Pasachoff expects the blur to be bad enough that he’s not bothering with one measurement he did in 2017. Then, his team looked for rapid oscillations in a particular wavelength of light to measure the corona’s temperature, and test why it’s so much hotter than the solar surface (SN Online: 8/20/17).

“We’re not working on that question this time,” he says. “We’ll do it next time.”

4. Observatories offer good viewing spots, but the telescopes themselves are largely useless.

The path of the eclipse’s totality crossing over South America has another big advantage: It will pass right over several of the world’s most powerful observatories, built on sites chosen partly for the clear, dry mountain weather. Those conditions improve chances of seeing totality and not getting clouded out.

But none of the telescopes at Cerro Tololo or the European Southern Observatory’s La Silla site will actually be able to aim at the eclipse.

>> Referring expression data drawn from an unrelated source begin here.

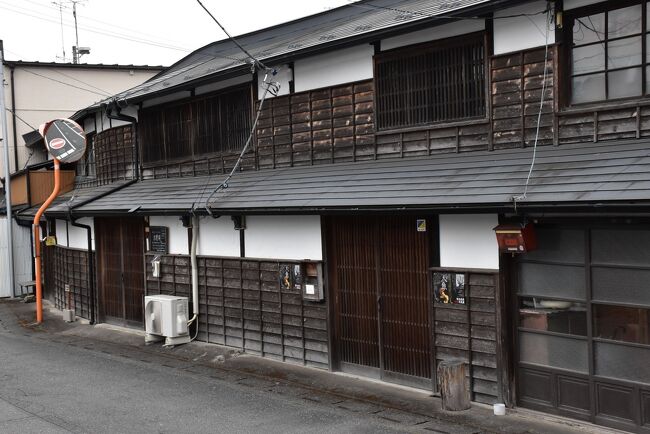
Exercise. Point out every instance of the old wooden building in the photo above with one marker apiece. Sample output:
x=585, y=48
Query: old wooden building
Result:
x=388, y=144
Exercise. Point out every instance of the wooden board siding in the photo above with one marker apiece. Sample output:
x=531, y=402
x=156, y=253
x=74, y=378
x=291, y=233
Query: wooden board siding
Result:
x=516, y=90
x=468, y=333
x=328, y=125
x=241, y=305
x=63, y=265
x=114, y=154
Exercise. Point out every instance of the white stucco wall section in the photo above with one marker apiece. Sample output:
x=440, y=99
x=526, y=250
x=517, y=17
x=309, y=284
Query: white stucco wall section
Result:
x=78, y=237
x=218, y=237
x=177, y=233
x=521, y=33
x=434, y=33
x=61, y=232
x=337, y=67
x=468, y=241
x=283, y=76
x=572, y=4
x=283, y=237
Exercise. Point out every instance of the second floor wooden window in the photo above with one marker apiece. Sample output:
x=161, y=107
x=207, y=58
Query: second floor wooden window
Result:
x=218, y=123
x=609, y=56
x=441, y=81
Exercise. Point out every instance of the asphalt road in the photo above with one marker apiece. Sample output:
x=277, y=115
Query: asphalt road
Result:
x=55, y=387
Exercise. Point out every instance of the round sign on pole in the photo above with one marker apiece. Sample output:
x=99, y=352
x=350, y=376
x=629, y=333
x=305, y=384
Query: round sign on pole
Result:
x=65, y=140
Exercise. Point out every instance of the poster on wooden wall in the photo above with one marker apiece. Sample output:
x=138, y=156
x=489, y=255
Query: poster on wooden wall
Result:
x=449, y=288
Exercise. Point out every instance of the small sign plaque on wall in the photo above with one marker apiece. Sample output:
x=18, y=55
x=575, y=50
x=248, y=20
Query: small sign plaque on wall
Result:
x=449, y=288
x=158, y=239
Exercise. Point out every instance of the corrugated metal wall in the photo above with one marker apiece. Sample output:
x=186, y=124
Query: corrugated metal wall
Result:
x=22, y=257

Designed to collect as much light as possible from the night sky, they could catch fire if they observed the sun directly.

“You think, the eclipse is passing over these big observatories, they already have big telescopes in place, we can just use them!” Bryans says. “Turns out the only real advantage from the observatories is the nice location.”  

Editor’s note: This story was updated July 1, 2019, to correct astronomer Jay Pasachoff’s location. While some of his team members will be at the Cerro Tololo Inter-American Observatory in northern Chile, he will be near La Higuera, Chile.

Lisa Grossman is the astronomy writer. She has a degree in astronomy from Cornell University and a graduate certificate in science writing from University of California, Santa Cruz. She lives near Boston.